Replace last-touch attribution with server-side referrer parsing. GA4 misses the majority of AI-referred sessions. If your direct traffic grew 15 to 30% year over year without a matching increase in brand spend, you are staring at AI search traffic wearing a disguise.
The entire discipline of Machine Relations is built around this shift: earning the citations that AI engines extract, measuring whether those citations drive discovery, and compounding that presence over time. When the Measured data shows that cited brands see revenue growth while CTR-obsessed brands see declining clicks, the question is no longer whether to measure differently. The question is how fast you can rebuild the dashboard before the next budget cycle locks in the wrong allocations.
FAQ
Did AI Overviews actually increase revenue for brands?
Yes. Measured's incrementality study across 139 brands found median incremental revenue and orders both grew after the AI Overviews rollout, while spend remained flat. Brands with retail in-store measurement saw iROAS climb from $1.35 to $1.47 in Q1 2026.

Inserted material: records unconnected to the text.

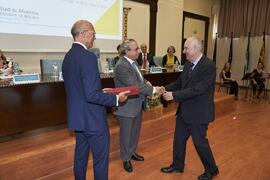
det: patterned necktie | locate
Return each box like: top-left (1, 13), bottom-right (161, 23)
top-left (142, 54), bottom-right (147, 69)
top-left (132, 62), bottom-right (143, 83)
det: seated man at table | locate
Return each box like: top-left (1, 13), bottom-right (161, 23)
top-left (137, 43), bottom-right (156, 70)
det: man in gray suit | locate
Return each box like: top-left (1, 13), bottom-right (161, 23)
top-left (114, 39), bottom-right (159, 172)
top-left (161, 37), bottom-right (219, 180)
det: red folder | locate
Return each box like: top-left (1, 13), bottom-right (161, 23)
top-left (106, 85), bottom-right (140, 96)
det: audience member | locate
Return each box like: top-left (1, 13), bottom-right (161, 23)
top-left (250, 62), bottom-right (265, 99)
top-left (162, 46), bottom-right (180, 67)
top-left (0, 49), bottom-right (13, 76)
top-left (137, 43), bottom-right (156, 70)
top-left (221, 62), bottom-right (238, 100)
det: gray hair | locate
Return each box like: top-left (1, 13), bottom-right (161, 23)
top-left (119, 39), bottom-right (136, 56)
top-left (71, 20), bottom-right (92, 40)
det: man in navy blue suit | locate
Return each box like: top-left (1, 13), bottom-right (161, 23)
top-left (62, 20), bottom-right (128, 180)
top-left (161, 37), bottom-right (219, 180)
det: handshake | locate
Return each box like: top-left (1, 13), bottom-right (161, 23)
top-left (155, 86), bottom-right (173, 101)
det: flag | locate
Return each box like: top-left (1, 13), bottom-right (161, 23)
top-left (228, 32), bottom-right (233, 64)
top-left (244, 32), bottom-right (250, 76)
top-left (213, 33), bottom-right (217, 63)
top-left (258, 32), bottom-right (265, 66)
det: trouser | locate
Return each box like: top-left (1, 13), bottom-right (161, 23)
top-left (117, 111), bottom-right (142, 161)
top-left (172, 117), bottom-right (217, 173)
top-left (74, 130), bottom-right (110, 180)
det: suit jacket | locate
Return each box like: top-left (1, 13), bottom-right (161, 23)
top-left (165, 56), bottom-right (216, 124)
top-left (114, 57), bottom-right (153, 118)
top-left (137, 53), bottom-right (156, 67)
top-left (62, 43), bottom-right (116, 132)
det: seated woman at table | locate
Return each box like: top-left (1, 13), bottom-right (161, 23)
top-left (162, 46), bottom-right (180, 67)
top-left (0, 49), bottom-right (13, 76)
top-left (221, 62), bottom-right (238, 100)
top-left (251, 62), bottom-right (266, 99)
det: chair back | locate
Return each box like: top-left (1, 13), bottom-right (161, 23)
top-left (40, 59), bottom-right (63, 74)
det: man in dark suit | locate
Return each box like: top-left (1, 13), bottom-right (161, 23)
top-left (137, 43), bottom-right (156, 70)
top-left (114, 39), bottom-right (160, 172)
top-left (161, 37), bottom-right (218, 180)
top-left (62, 20), bottom-right (127, 180)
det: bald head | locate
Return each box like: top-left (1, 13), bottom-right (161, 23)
top-left (71, 20), bottom-right (96, 48)
top-left (186, 37), bottom-right (202, 52)
top-left (141, 43), bottom-right (147, 53)
top-left (183, 37), bottom-right (202, 62)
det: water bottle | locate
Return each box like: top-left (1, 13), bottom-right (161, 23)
top-left (52, 62), bottom-right (59, 78)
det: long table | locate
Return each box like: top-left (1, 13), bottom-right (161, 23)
top-left (0, 72), bottom-right (180, 138)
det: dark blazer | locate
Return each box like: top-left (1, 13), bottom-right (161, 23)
top-left (62, 43), bottom-right (116, 132)
top-left (165, 55), bottom-right (216, 124)
top-left (137, 53), bottom-right (156, 67)
top-left (162, 54), bottom-right (180, 67)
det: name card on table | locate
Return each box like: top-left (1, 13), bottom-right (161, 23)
top-left (13, 73), bottom-right (40, 84)
top-left (150, 67), bottom-right (162, 73)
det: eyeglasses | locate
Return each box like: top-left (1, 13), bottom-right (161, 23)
top-left (81, 30), bottom-right (96, 36)
top-left (129, 47), bottom-right (140, 52)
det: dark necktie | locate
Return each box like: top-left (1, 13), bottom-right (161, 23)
top-left (188, 63), bottom-right (194, 74)
top-left (187, 63), bottom-right (194, 77)
top-left (142, 54), bottom-right (147, 69)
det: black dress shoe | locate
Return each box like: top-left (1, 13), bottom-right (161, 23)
top-left (131, 153), bottom-right (144, 161)
top-left (198, 169), bottom-right (219, 180)
top-left (160, 165), bottom-right (184, 173)
top-left (123, 161), bottom-right (133, 172)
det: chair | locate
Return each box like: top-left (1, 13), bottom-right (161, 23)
top-left (40, 59), bottom-right (63, 74)
top-left (218, 72), bottom-right (231, 94)
top-left (88, 48), bottom-right (102, 72)
top-left (153, 56), bottom-right (163, 67)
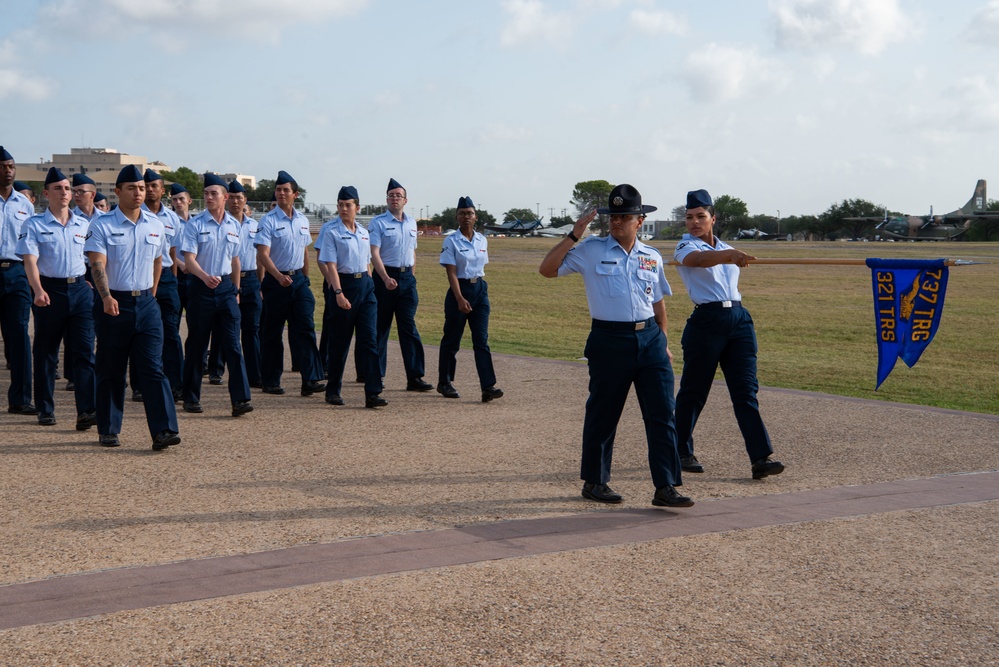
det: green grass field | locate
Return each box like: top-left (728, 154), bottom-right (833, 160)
top-left (313, 238), bottom-right (999, 414)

Why did CTR drop 61% if revenue went up?
Because CTR measures clicks, not business outcomes. AI Overviews reduced total clicks but concentrated remaining clicks toward brands cited in the AI answer, which earned 120% more organic clicks per impression. The buyers who did click converted at higher rates and spent more. The metric died. The revenue did not.
How much AI search traffic is my analytics missing?
Likely most of it. Attrifast found the median SMB under-counts AI traffic by 64%, with 34% of GA4 "Direct" traffic actually being AI-referred. Server-side referrer parsing recovers these sessions, but standard GA4 configurations cannot distinguish them from direct visits.